The Engineering Response: Active and Passive Systems in Action
The success in controlling the COP 30 fire depends on the correct execution of the PSCIP (Fire Safety Plan) and the brigade's training.
Detection and Alarm Systems
In a pavilion, rapid smoke detection is vital.
Challenge:Â Tall and open structures make it difficult for spot detectors to sense smoke effectively.
Engineering Solution: Implementation of beam detectors (which monitor large areas) or aspirating smoke detection systems should be mandatory, ensuring the fire alarm is activated in the first few seconds. A delay in detection means an exponential increase in risk.
Hydrants (Fire Hoses) and Flow Rate
The firefighting capacity directly depends on the hydraulic engineering of the industrial fire hydrant system.

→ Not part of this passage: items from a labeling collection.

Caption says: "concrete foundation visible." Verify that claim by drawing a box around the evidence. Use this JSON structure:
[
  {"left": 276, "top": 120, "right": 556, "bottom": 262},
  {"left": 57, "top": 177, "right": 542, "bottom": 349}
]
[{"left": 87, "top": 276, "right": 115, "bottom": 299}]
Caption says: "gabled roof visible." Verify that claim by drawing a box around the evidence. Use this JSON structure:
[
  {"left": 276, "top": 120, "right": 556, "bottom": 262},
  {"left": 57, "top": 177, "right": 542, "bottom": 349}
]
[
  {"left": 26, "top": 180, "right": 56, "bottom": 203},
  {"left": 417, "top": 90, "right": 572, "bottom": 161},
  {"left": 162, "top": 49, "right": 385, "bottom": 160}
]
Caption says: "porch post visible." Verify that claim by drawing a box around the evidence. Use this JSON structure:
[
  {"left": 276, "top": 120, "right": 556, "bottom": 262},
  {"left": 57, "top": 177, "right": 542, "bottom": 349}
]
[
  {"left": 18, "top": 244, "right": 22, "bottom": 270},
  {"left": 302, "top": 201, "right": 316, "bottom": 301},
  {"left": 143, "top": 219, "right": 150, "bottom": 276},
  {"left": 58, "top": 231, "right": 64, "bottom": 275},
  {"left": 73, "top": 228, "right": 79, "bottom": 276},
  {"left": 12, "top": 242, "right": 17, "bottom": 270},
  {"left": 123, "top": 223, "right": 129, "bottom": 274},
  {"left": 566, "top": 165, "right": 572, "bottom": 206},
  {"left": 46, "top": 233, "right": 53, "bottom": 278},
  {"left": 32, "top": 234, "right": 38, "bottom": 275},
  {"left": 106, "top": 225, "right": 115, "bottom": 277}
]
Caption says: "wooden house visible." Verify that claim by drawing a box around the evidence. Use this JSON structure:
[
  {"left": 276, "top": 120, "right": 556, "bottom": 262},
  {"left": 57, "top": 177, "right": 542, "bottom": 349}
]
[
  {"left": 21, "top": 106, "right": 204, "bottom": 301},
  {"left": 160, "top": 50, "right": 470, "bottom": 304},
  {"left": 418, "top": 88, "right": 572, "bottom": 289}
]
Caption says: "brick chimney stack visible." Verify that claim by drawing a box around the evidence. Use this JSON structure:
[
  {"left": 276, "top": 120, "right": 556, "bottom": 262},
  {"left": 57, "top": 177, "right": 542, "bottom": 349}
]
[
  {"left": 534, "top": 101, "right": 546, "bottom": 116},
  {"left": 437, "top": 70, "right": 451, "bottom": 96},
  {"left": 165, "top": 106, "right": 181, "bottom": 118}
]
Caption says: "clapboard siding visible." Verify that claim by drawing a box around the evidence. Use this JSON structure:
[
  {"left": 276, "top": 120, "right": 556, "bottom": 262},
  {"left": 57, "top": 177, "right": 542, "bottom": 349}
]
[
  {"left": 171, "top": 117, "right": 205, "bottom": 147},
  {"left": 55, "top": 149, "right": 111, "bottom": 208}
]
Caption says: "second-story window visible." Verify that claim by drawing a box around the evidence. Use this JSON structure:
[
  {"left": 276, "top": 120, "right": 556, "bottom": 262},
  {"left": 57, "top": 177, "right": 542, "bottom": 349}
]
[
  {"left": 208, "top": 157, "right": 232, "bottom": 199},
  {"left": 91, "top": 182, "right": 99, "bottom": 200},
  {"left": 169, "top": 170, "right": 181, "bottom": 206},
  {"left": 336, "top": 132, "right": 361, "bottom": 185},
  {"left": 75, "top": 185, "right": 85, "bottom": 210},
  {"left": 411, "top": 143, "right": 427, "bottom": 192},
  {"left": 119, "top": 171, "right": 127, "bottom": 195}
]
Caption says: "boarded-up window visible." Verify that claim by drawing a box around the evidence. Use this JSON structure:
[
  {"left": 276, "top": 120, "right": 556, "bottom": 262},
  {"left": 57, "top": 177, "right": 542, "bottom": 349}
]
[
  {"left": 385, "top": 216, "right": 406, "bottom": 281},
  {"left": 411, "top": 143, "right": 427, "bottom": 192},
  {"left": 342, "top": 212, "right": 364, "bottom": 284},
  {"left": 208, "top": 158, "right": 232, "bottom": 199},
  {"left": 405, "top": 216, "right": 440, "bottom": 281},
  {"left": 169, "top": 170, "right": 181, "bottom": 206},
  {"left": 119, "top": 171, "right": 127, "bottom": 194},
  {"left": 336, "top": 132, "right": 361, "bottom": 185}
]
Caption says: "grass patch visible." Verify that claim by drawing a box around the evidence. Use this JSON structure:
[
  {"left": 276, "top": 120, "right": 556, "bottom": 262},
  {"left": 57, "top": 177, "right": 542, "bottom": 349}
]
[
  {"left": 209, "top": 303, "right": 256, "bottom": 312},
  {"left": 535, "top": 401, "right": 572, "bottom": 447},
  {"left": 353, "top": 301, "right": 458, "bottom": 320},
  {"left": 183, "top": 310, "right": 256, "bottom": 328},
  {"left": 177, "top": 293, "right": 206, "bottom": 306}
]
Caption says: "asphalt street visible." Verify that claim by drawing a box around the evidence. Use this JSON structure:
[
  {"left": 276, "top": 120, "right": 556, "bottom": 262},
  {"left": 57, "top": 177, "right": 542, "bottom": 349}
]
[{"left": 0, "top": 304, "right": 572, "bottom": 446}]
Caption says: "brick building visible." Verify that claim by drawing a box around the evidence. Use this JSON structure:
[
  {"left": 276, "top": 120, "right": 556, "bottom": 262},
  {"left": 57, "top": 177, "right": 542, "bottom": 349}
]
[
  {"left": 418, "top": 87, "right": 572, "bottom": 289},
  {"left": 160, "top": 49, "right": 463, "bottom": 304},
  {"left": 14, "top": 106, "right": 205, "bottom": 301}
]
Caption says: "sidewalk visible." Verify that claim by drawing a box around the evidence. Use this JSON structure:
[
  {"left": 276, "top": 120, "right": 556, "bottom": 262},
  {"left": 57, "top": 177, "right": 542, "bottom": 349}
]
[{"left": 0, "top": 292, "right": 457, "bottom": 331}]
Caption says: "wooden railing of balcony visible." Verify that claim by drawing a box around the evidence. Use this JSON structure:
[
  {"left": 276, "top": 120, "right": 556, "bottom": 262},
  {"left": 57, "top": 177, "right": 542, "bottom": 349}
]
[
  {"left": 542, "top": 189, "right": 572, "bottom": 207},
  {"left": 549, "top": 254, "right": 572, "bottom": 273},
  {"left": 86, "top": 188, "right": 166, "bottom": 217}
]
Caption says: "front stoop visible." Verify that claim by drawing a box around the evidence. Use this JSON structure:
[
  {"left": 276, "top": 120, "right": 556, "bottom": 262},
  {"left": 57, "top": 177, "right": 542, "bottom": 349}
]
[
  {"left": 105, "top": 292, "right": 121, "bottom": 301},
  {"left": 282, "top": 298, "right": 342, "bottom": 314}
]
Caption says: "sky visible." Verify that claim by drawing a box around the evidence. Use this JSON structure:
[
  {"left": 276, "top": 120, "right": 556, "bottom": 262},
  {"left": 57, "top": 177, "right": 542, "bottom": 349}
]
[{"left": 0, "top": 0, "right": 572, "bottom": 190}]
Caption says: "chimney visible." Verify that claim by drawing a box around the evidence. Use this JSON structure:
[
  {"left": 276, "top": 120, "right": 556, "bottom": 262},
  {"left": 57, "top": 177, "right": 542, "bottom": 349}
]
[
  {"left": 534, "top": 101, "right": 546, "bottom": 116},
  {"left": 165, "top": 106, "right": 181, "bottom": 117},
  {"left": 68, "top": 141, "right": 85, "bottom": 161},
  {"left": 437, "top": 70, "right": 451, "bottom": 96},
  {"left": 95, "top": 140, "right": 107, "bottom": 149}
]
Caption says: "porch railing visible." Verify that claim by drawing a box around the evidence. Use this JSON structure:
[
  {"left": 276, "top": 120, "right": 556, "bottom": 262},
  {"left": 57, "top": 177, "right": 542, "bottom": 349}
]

Design Criterion: The design must secure the Fire Reserve Water Supply (RTI) and ensure that the fire pumps are capable of providing the required flow and pressure (measured in GPM and PSI/meters of water column - m.c.a.) demanded by the NBR standards (or equivalent NFPA/UL standards) for the risk level. Pump failure or lack of water would be catastrophic.

The Human Factor and Evacuation Planning
Traffic Engineering and Architecture unite to ensure human safety.
Exit Dimensioning (NBR 9077/NFPA 101 Equivalent): Egress routes must be sized not only for the maximum number of occupants but also for the required time of abandonment. Panic at an international event necessitates wider corridors and clearly marked exits (uninterruptible emergency lighting).
Compartmentation: In a provisional and open structure, horizontal compartmentation (using fire-resistant physical barriers) limits toxic smoke, the greatest risk to life during a fire.

Engineering, Sustainability, and the Future of COP
The COP 30 incident is a powerful reminder that sustainability begins with life safety. Sustainable infrastructure does not exist if it is not resilient and safe.
Fire Safety Engineering must be viewed as the first and most crucial layer of risk management in any project, especially those with global visibility. The incident serves as a call to action for all engineers: compliance with the PSCIP/Fire Safety Plan and rigorous auditing of temporary electrical installations are non-negotiable.